Quando D. Hilária acabou de contar, suspirando, estas desgraças passadas, começou-se a jogar. Era singular que Macário não se lembrava o que tinha jogado nessa noite radiosa. Só se recordava que ele tinha ficado ao lado da menina Vilaça, que se chamava Luísa, que reparara muito na sua fina pele rosada, tocada de luz, e na meiga e amorosa pequenez da sua mão, com uma unha mais polida que o marfim de Diepa. E lembrava-se também de um acidente excêntrico, que determinara nele, desde esse dia, uma grande hostilidade ao clero da Sé. Macário estava sentado à mesa, e ao pé dele Luísa: Luísa estava toda voltada para ele, com uma das mãos apoiando a sua fina cabeça loura e amorosa, e a outra esquecida no regaço. Defronte estava o beneficiado, com o seu barrete preto, os seus óculos na ponta aguda do nariz, o tom azulado da forte barba rapada, e as suas duas grandes orelhas, complicadas e cheias de cabelo, separadas do crânio como dois postigos abertos. Ora como era necessário no fim do jogo pagar uns tentos ao cavaleiro de Malta, que estava ao lado do beneficiado, Macário tirou da algibeira uma peça, e quando o cavaleiro, todo curvado e com um olho pisco, fazia a soma dos tentos nas costas de um ás, Macário conversava com Luísa, e fazia girar sobre o pano verde a sua peça de ouro, com um bilro ou um pião. Era uma peça nova que luzia, faiscava, rodando e fazia à vista como uma bola de névoa dourada. Luísa sorria vendo-a girar, girar, e parecia a Macário que todo o céu, a pureza, a bondade das flores e a castidade das estrelas estavam naquele claro sorriso distraído, espiritual, arcangélico, com que ela, gira, gira, seguia o giro da peça de ouro nova. Mas, de repente, a peça, correndo até à borda da mesa, caiu para o lado do regaço de Luísa, e desapareceu, sem se ouvir no soalho de tábuas o seu ruído metálico. O beneficiado abaixou-se logo cortesmente: Macário afastou a cadeira, olhando para debaixo da mesa: a mãe Vilaça alumiou com um castiçal, e Luísa ergueu-se e sacudiu com pequenina pancada o seu vestido de cassa. A peça não apareceu.

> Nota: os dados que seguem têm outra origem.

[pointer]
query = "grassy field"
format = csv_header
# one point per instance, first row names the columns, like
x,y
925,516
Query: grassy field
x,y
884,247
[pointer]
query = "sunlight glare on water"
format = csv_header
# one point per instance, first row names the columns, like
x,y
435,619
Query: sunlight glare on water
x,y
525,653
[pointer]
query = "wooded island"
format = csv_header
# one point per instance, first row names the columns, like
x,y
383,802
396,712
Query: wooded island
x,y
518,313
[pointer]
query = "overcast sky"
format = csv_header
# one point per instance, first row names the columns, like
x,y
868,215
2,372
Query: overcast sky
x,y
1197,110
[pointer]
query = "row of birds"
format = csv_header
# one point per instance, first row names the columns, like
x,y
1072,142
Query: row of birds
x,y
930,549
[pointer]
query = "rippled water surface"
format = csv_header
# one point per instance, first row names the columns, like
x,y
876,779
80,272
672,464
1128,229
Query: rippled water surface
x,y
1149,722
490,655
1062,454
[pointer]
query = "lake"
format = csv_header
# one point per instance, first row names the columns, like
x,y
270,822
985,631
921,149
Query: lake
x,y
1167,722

– É célebre – disse o amigo de chapéu de palha. – Eu não ouvi tinir no chão.

– Nem eu, nem eu – disseram.

O beneficiado, curvado como um F, buscava tenazmente, e Hilária mais nova rosnava o responso de Santo António.

– Pois a casa não tem buracos – dizia a mãe Vilaça.

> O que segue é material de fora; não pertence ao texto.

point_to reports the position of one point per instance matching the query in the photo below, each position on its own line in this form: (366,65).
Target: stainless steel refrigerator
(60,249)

No entanto Macário exalava-se em exclamações desinteressadas:

– Pelo amor de Deus! Ora que tem! amanhã aparecerá! Tenham a bondade! Por quem são! Então Sr. ͺ D. Luísa! pelo amor de Deus! Não vale nada.

Mas mentalmente estabeleceu que houvera uma subtracção – e atribui-a ao beneficiado. A peça rolara, decerto, até junto dele, sem ruído, ele pusera-lhe em cima o seu vasto sapato eclesiástico e tachado, depois, no movimento brusco e curto que tivera, empolgara-a vilmente. E quando saíram, o beneficiado, todo embrulhado no seu vasto capote de camelão, dizia a Macário pela escada:

– Ora o sumiço da peça, hem? Que brincadeira!

– Acha, senhor beneficiado? – disse Macário parando, absorto de impudência.

– Ora essa! Se acho! Se lhe parece! Uma peça de sete mil réis! Só se o Senhor as semeia! Safa! eu dava em doudo!

Macário teve tédio daquela astúcia fria. Não lhe respondeu. O beneficiado é que acrescentou:

– Amanhã mande lá pela manhã, homem. Que diabo... Deus me perdoe! Que diabo! Uma peça não se perde assim. Que bolada, hem!

E Macário tinha vontade de lhe bater.

Foi neste ponto que Macário me disse, com a voz singularmente sentida:

– Enfim, meu amigo, para encurtarmos razões resolvi-me casar com ela.

– Mas a peça?

– Não pensei mais nisso! Pensava eu lá na peça! resolvi-me casar com ela!

II

Macário contou-me o que o determinara mais precisamente àquela resolução profunda e perpétua. Foi um beijo. Mas esse caso, casto e simples, eu colo-o – mesmo porque a única testemunha foi uma imagem em gravura da Virgem, que estava pendurada no seu caixilho de pau-preto, na saleta escura que abria para a escada... Um beijo fugitivo, superficial, efémero. Mas isso bastou ao espírito recto e severo para o obrigar a tomá-la como esposa, a dar-lhe uma fé imutável e a posse da sua vida. Tais foram os seus esponsais. Aquela simpática sombra de janelas vizinhas tornara-se para ele um destino, o fim moral da sua vida e toda a ideia dominante do seu trabalho. E esta história toma, desde logo, um alto carácter de santidade e de tristeza.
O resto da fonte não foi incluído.